Portal:Toolforge/Admin/Monthly meeting/2024-09-03

From Wikitech

Attendees

  • David Caro
  • Slavina Stefanova
  • Francesco Negri
  • Arturo Borrero
  • Sarai Sanchez
  • Raymond Ndibe
  • Seyram Komla Sapaty
  • Bryan Davis
  • Lukas Werkmeister

Agenda

  • login-buster bastion
    • some people are still depending on it for their workflows (phab:T360488).
    • how can we support those tools/workflows without keeping the buster bastion running forever?
    • how do we make sure to capture all the tools/workflows that are currently depending on the buster bastion?
    • Andrew was feeling bold and changed login.tools.wmlabs.org to point to a newer bastion, tools-bastion-12
  • k8s upgrade workgroup progress

Notes

  • Round of introductions

login-buster bastion

  • ABG: can we just install the missing packages to the new bastions?
  • BD: bringing back fat bastions means we have fat bastions forever until we find out how to get rid of fat bastions. Taavi was hopeful that removing the exec environment meant users don’t abuse bastions instead of running things in k8s. If we bring back php, perl, etc. we’re gonna have users who go back to the old workflows of running things using “screen” in a bastion, and we have resource constraints problems like we had in the past (NFS, etc.)
  • ABG: I haven’t seen resource constraints in the bastions since we introduced systemd-based resource control
  • BD: it happens less frequently, but we’re still seeing some issues when a user consumes all the IOPS, etc.
  • ABG: systemd could not do resource control on IOPS, maybe newer versions can
  • FN: are there other users using the old bastion?
  • BD: there are 10 active sessions, but most are admins, 4 are real users
  • FN: how hard is it to satisfy the requirements of anomiebot without installing Perl?
  • BD: I spoke with Brad and they’re ok with not having the only thing that is currently not possible in a container.
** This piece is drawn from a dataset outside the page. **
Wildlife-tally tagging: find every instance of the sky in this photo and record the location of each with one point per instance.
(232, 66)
It’s an edge case on Brad’s workflow. For everything else it seems things can run inside a container. We can make a bastion container with curl libraries, jobs client, etc.
  • ABG: if we create a bastion based on a container image, we’re just abstracting the problem. Folks need some libraries, if it’s in a container we will have the same problems of deprecating the OS. Why is the container any different than a VM?
  • BD: from my point of view, a VM is 1 instance for everybody, 1 set of CPU, 1 set of IOPS quota. Containers running in k8s give you access to more CPU, more RAM, more IOPS, spreading it across the k8s cluster instead of concentrating in one instance. Another difference is that you can tailor the env to your needs: you can have a container tailored for a specific user, you’re not necessarily putting 8 or 9 languages together like we did with the old fat bastions
  • DC: I see the same advantages Bryan mentioned. There’s also the possibility to extend that service a bit more, e.g. a “shell” command/buildpack/container. Containers also mean each user can have their own version of a library. The difficulty is in forwarding things to the container, but it can be doable. For the specific problem of Anomiebot, there is a container that mostly works so we can probably use that. For other problems, it can be ok to install a package in the bastion as a workaround
  • ABG: Imagine that we have containers that work as bastions, we would still have the problem of deprecating software, unless we take a different approach. Another approach can exist: to enable the workflows of users interacting with Toolforge directly from their laptop, where they can install all the software they like. The “bastion” becomes their laptop.
  • DC: Definitely that is something that we are trying to enable with Toolforge API, CLI, etc. It will not solve all the user needs: some users will still want to ssh to Toolforge and run things there. About software upgrades: the container stops being part of us providing an image, it’s up to the users to upgrade their containers. Some containers will run old software, but it’s more isolated.
  • ABG: it’s the same with VMs, we have VMs running Debian Buster.
  • DC: but Buster VMs will have many issues like connecting to Puppet, etc. and it’s more likely to fail in the future. The container is smaller.
  • ABG: the fundamental process is that we have a policy like “we no longer want to run Debian Buster”. How do you enforce a software upgrade policy on a container? That problem is very similar for VMs and containers. What is the policy if there is a security issue in version x? It may be even easier if the image is a VM where you can simply upgrade a package instead of rebuilding.
  • FN: I agree containers also have issues, but I still prefer using containers instead of a single bastion because we don’t have to do a “big bang” upgrade that affects all users at the same time.
  • DC: upgrades on containers are not so necessary, using containers might remove the need of some security updates. Small bugs or memory issues will not be a problem inside a container. For upgrading containers, buildpacks offer a process to rebuild the base layer. I don’t mind if users are running an old Python version in a container, it will stop working at some point but it’s a problem for the user, it’s not likely to be a vulnerability for the platform.
  • ABG: the most pressing factor to enforce OS upgrades is Puppet. We share Puppet with the SRE team and they have a strong policy about OS upgrades. If we remove Puppet from the equation, we cut the ties with the SRE team and it becomes easier.
  • DC: I’m not sure, if everybody has access to a VM, and that VM is running an old version, they can cause damage. It will just delay the need of upgrades by one or two years but we will still need to upgrade the VM.
  • FN: can we set a timeline for shutting down login-buster? Is the container required by AnomieBot ready?
  • BD: the initial precondition is finding out if there’s a container that works for Brad. I can investigate that and report back by the next meeting.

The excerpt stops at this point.